Guter Journalismus muss auch verfügbar sein
Wenn im TV nur noch das staatliche Fernsehprogramm läuft, es keine oppositionellem Zeitungen mehr gibt und Demonstrant*innen von der Straße gejagt werden – dann bleibt noch das Internet. Es bietet Zugang zu freien Informationen. Andersdenkende können sich in Blogs und Sozialen Medien ohne Einschränkungen äußern, ausländische Informationsanbieter wie die DW liefern auf Fakten basierende Nachrichten. Die dahinterstehenden journalistischen Werte fußen auf einem offenem und von Diversität geprägtem Weltbild.
Insbesondere in Krisenzeiten, wenn der Bedarf nach objektiven Informationen besonders groß ist, wird Menschen dieses Recht von ihren Regierungen genommen.
Zuletzt wurde in Belarus der Stecker gezogen. Als sich im August nach den Präsidentschaftswahlen Widerstand organisierte, wurden kurzerhand mehr als70 Webseiten im Land gesperrt.
Im Kaschmir mussten die Menschen 213 Tage ohne Internet auskommen, in China und dem Iran sind seit vielen Jahren viele internationale Webseiten blockiert.

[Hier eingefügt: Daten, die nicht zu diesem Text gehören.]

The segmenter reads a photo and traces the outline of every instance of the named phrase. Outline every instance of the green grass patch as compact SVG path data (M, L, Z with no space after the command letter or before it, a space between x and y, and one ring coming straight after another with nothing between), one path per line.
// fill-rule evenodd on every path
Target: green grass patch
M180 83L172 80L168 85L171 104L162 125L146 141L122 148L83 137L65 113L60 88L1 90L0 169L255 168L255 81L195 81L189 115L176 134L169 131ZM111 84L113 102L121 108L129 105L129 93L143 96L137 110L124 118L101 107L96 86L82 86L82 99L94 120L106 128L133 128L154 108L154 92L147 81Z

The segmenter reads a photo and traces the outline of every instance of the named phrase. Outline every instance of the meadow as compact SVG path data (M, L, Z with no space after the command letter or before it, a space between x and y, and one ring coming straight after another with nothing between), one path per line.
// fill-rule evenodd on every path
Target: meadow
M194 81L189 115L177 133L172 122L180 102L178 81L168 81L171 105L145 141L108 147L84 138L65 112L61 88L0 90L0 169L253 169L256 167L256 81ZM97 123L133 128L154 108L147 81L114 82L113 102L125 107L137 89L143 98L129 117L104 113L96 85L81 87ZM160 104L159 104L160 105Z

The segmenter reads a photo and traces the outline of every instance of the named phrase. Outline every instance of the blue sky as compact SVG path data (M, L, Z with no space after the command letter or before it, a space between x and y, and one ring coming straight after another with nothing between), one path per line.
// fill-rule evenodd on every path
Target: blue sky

Darunter auch die Seiten der DW und der BBC.
Die DW versucht, Menschen auf der ganzen Welt den Zugriff auf verlässliche Informationen zu ermöglichen. Teilweise ist hierfür die Umgehung der Zensur notwendig.
Meine Aufgabe als Internet Freedom Specialist in der Abteilung IT and Cybersecurity ist es, die technischen und organisatorischen Voraussetzungen für die Zensurumgehung zu schaffen. Heute reicht es nicht mehr, Informationen anzubieten, sie müssen auch verfügbar gemacht werden.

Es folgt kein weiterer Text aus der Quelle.